Rhiannon was shocked beyond belief, and was reluctant even to turn round, in case someome else in the vast room had also seen what she had seen. Thankfully nobody had. She knew full well that she had to do something, but, not wanting to attract any attention, she calmly took her coffee-cup back to the kitchen, then walked slowly towards the door, taking care to smile at every person who looked in her direction, and even a few of those who didn’t.

When she had passed out into the silent, carpeted corridor that overlooked the mezzanine and the spacious vestibule that sat beneath it, Rhiannon elected to wait for the lift rather than gallop off down the spiral staircase, and run the risk of toppling over disastrously in her strappy, five-inch heels.
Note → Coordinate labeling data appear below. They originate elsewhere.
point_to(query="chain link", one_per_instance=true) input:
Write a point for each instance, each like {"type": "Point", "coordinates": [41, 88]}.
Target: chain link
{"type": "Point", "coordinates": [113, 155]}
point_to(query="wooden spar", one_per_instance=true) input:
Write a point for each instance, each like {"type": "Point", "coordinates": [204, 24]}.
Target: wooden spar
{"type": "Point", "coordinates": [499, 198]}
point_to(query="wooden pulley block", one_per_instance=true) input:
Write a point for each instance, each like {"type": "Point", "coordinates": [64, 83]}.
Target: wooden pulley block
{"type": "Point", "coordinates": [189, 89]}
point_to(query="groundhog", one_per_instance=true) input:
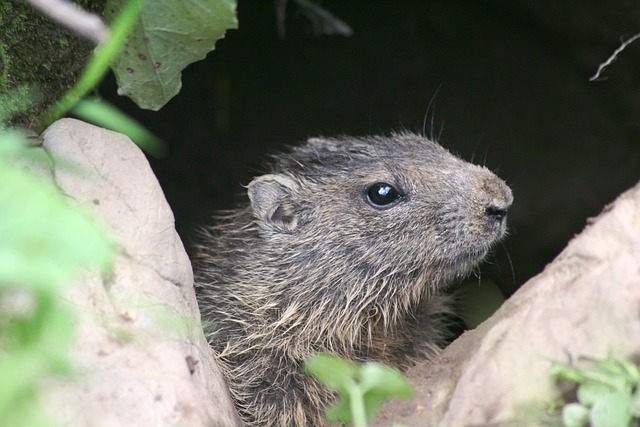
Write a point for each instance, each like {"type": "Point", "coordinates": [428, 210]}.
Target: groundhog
{"type": "Point", "coordinates": [344, 247]}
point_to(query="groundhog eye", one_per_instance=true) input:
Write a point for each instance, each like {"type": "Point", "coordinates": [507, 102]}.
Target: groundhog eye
{"type": "Point", "coordinates": [382, 195]}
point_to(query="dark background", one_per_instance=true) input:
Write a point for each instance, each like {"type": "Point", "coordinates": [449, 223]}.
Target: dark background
{"type": "Point", "coordinates": [510, 87]}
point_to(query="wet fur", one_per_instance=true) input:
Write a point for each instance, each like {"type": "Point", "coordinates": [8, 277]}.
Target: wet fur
{"type": "Point", "coordinates": [308, 265]}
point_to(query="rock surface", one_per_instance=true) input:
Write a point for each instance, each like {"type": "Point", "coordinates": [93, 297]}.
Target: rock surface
{"type": "Point", "coordinates": [144, 361]}
{"type": "Point", "coordinates": [585, 303]}
{"type": "Point", "coordinates": [141, 353]}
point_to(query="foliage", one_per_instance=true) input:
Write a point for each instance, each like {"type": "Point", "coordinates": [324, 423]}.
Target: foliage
{"type": "Point", "coordinates": [361, 389]}
{"type": "Point", "coordinates": [38, 54]}
{"type": "Point", "coordinates": [169, 35]}
{"type": "Point", "coordinates": [46, 242]}
{"type": "Point", "coordinates": [98, 64]}
{"type": "Point", "coordinates": [608, 393]}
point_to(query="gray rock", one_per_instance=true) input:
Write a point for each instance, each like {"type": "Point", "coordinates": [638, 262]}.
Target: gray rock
{"type": "Point", "coordinates": [141, 355]}
{"type": "Point", "coordinates": [585, 303]}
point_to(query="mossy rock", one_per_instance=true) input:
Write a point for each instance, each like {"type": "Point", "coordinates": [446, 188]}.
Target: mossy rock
{"type": "Point", "coordinates": [39, 60]}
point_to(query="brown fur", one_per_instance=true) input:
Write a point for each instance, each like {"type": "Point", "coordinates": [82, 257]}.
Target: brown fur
{"type": "Point", "coordinates": [310, 265]}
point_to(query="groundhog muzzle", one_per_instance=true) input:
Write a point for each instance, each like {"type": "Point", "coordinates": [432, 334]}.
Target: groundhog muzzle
{"type": "Point", "coordinates": [344, 247]}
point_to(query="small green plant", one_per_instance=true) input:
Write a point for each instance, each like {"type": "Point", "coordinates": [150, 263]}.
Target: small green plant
{"type": "Point", "coordinates": [46, 243]}
{"type": "Point", "coordinates": [608, 393]}
{"type": "Point", "coordinates": [361, 388]}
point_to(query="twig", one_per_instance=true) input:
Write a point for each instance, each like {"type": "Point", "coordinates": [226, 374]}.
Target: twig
{"type": "Point", "coordinates": [323, 21]}
{"type": "Point", "coordinates": [613, 57]}
{"type": "Point", "coordinates": [81, 22]}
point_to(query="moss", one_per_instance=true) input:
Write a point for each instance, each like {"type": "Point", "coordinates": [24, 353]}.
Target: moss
{"type": "Point", "coordinates": [40, 56]}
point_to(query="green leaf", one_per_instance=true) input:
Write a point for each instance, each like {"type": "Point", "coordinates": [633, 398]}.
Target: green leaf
{"type": "Point", "coordinates": [575, 415]}
{"type": "Point", "coordinates": [563, 371]}
{"type": "Point", "coordinates": [612, 410]}
{"type": "Point", "coordinates": [45, 240]}
{"type": "Point", "coordinates": [385, 381]}
{"type": "Point", "coordinates": [103, 114]}
{"type": "Point", "coordinates": [591, 391]}
{"type": "Point", "coordinates": [170, 35]}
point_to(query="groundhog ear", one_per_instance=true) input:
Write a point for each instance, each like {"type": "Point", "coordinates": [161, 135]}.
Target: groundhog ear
{"type": "Point", "coordinates": [273, 201]}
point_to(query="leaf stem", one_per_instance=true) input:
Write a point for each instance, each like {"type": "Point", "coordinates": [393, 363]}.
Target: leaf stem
{"type": "Point", "coordinates": [358, 414]}
{"type": "Point", "coordinates": [98, 64]}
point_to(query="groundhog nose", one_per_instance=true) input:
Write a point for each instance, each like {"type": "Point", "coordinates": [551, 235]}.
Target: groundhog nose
{"type": "Point", "coordinates": [496, 213]}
But, as luck would have it, this turned out to be the wrong choice completely, the lift, presently stationary at the top floor, clearly needing at least two minutes more to reach her.

On exiting the building, the tumult of the traffic at the busy junction hit Rhiannon like a speeding freight-train. She looked around her and quickly saw that the car and its driver - her mother, Gwen - had already departed, and all that was left behind was a wet brush and, alongside it, an empty pot, dripping splashes of blood-red paint down its side. Embarrassed, and more than a little flustered, Rhiannon picked up both items, and, holding them well away from her pretty dress at arm’s length, walked around more or less in a circle, searching for a waste-bin that she might safely deposit them in. But the poor girl soon found that there was none.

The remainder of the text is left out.